Genre
Short stories, Short Fiction, World War II fiction
Setting and Context
The stories are set during World War II specifically within the ranks of the Royal Air Force.
Narrator and Point of View
"An African Story' is narrated by a third person narrator who tells the story of a young airforceman lost in a remote area of Africa.
Tone and Mood
The tone is very dark; the mood deals with the insanity of the war.

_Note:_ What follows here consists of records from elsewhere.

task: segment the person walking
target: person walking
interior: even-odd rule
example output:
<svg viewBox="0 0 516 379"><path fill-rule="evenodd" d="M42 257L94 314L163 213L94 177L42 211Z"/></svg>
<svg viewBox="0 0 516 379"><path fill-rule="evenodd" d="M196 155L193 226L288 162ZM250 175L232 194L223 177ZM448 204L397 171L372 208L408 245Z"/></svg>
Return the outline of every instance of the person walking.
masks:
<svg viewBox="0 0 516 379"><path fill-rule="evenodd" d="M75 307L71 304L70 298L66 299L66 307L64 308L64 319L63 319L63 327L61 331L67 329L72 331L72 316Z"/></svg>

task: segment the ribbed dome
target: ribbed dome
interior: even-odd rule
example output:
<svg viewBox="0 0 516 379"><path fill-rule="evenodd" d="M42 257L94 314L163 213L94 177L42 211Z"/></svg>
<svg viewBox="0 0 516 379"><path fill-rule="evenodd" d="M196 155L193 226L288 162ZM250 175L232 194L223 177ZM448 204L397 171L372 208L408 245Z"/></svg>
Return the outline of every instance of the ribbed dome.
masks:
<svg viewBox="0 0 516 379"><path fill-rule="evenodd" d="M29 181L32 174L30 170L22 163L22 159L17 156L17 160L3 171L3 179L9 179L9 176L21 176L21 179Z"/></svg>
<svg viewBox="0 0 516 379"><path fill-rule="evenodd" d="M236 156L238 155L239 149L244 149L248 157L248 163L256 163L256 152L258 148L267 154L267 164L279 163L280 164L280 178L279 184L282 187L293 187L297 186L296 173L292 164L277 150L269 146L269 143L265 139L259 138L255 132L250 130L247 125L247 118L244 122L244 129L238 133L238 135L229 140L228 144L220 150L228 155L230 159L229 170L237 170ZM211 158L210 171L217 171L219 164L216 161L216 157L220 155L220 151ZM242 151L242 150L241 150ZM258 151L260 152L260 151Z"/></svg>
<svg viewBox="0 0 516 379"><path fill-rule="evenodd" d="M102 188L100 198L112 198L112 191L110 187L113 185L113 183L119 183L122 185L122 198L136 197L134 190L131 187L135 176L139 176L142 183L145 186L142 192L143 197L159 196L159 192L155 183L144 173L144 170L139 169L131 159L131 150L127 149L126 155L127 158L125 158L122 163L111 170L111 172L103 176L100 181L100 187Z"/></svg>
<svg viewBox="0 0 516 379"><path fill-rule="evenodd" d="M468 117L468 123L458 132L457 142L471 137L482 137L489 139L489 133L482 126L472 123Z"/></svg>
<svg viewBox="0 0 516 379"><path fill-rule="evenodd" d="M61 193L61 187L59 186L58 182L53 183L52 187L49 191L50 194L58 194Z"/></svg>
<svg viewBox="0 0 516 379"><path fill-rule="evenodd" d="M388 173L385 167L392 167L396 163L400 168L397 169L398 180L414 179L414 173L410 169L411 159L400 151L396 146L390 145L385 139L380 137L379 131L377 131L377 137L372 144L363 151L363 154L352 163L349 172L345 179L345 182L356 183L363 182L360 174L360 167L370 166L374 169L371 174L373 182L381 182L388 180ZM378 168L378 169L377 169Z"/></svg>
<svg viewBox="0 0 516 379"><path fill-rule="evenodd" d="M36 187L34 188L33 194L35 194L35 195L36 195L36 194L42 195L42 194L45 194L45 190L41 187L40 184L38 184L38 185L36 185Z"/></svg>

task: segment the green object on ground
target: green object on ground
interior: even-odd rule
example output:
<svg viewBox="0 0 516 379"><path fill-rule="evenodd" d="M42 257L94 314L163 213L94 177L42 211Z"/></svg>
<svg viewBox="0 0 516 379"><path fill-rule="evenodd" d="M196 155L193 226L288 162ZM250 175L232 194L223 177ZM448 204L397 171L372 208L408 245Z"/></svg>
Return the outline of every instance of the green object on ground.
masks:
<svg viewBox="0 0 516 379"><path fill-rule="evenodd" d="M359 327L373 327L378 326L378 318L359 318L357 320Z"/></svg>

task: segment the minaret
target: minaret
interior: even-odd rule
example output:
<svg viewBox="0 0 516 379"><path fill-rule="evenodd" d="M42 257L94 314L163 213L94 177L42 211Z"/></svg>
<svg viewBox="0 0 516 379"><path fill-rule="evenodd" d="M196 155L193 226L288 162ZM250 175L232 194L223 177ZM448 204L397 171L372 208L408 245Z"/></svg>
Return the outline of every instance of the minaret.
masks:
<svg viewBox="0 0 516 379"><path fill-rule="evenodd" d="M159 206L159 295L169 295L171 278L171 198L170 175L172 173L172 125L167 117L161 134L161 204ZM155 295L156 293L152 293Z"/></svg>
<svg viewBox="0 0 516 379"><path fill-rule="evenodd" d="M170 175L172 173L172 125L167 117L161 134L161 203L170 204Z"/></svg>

Protagonist and Antagonist
War is the antagonist, the pilots are the protagonists, and mankind as a whole is also a protagonist.
Major Conflict
The major conflict in the collection is World War II.
Climax
The climax comes at the end of the collection when Dahl turns the book over to the reader; we are instructed to consider ourselves as the people waiting underneath the bombs.
Foreshadowing
The conversations that the pilots have together foreshadows the mental breakdowns they are going to experience at the end of the war, when they return to their families and their lives as they were before.
Understatement
N/A
Allusions
The title of the story "They Shall Not Grow Old" alludes to lines in a poem by Laurence Binyon entitled "Anzac Ode".
Imagery
The imagery in the collection is extremely dark and foreboding, and the majority of the images created involve mass death and destruction.
Paradox
In the story about the man and his dog, Smith, the men notice a paradox; if one of them as an individual committed a heinous crime, or if a building full of people dropped dead suddenly and randomly, there would be national outrage, but when they bomb a building filled with people in the name of the war, barely an eyebrow is raised.
Parallelism
The premise of the collection is that there is a parallel between the reader and the people in the buildings that the pilots are planning to drop a bomb on.
Metonymy and Synecdoche
"You" is not only used to address on specific reader, it also represents the global readership of the collection.